MS-WeA-10 Linking Process and Structure using Automated Analysis of AFM Images
D.A. Chernoff, D.L. Burkhead, C.S. Cook (Advanced Surface Microscopy, Inc.)
By volume of product, the optical disc industry is the largest nanotechnology activity today. On DVDs (Digital Versatile Discs), the smallest features are about 400 nm long, 320 nm wide, 120 nm high, with a track pitch of 740 nm. Consumers need optical discs whose electrical performance during playback is consistently within specifications. Existing disc analyzers report electrical test results and engineers respond to deviations by adjusting process variables. This method provides only indirect control because the process variables determine the microstructure of the master, stamper and replica and it is that microstructure which determines ultimate electrical performance.

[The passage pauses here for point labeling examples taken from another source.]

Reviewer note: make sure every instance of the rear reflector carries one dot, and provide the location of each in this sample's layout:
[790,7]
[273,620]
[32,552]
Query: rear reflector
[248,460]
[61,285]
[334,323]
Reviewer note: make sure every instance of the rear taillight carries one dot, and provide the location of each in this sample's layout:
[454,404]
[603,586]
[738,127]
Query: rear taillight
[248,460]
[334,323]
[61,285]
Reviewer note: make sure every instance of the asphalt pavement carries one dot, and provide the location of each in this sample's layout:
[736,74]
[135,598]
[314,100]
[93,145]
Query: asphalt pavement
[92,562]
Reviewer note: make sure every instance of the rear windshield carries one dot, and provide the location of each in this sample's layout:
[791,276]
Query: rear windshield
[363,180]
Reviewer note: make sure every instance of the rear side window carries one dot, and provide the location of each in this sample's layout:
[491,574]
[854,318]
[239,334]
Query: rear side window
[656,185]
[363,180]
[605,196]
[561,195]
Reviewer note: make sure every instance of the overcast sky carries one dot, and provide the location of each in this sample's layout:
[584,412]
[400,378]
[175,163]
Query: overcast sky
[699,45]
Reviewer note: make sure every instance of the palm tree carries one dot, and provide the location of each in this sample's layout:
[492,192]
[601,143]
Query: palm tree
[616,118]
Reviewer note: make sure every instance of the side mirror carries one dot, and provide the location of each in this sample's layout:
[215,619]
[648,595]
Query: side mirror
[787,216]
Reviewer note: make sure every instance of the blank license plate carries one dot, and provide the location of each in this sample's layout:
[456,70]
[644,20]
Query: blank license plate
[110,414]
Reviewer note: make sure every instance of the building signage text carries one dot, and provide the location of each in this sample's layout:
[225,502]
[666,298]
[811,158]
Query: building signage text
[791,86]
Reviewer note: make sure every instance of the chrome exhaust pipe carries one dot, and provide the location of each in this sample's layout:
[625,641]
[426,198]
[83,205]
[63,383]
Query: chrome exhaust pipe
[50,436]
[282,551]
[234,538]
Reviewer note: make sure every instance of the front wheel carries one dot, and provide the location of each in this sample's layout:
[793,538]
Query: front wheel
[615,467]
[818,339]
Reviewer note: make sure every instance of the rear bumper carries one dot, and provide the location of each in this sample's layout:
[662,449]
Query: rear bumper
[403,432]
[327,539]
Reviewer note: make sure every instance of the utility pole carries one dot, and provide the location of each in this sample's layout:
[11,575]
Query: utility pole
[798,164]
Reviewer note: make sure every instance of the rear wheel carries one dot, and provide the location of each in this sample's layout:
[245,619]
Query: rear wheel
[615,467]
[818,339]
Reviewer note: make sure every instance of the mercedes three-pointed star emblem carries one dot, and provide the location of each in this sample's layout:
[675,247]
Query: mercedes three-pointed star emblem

A method is needed to examine microstructure so that one can see how each process variable affects various aspects of microstructure and to see how each aspect of microstructure affects performance. Automated, high accuracy analysis of Atomic Force Microscope (AFM) images provides the missing link. We measured the following parameters: track pitch, bump height, bump width and length (at various threshold levels), bump length, and four sidewall slope angles, in each case reporting mean, standard deviation and other statistics. From each 10 um image of a DVD stamper, containing about 100 bumps, we tabulated about 1000 values. Bump width increased with bump length, correlating with a corresponding increase in amplitude with pulse duration when a finished disc is played. Where sidewall angle deviated from the norm, we reviewed the image data to identify the specific nature of the defect. The results were statistically robust not only for mean values, but also for standard deviations, so that we could compare process variation from different pieces of equipment. Thus, feature geometry will no longer be a hidden variable in the path between controlling production equipment and observing the good or bad electrical performance of a finished disc.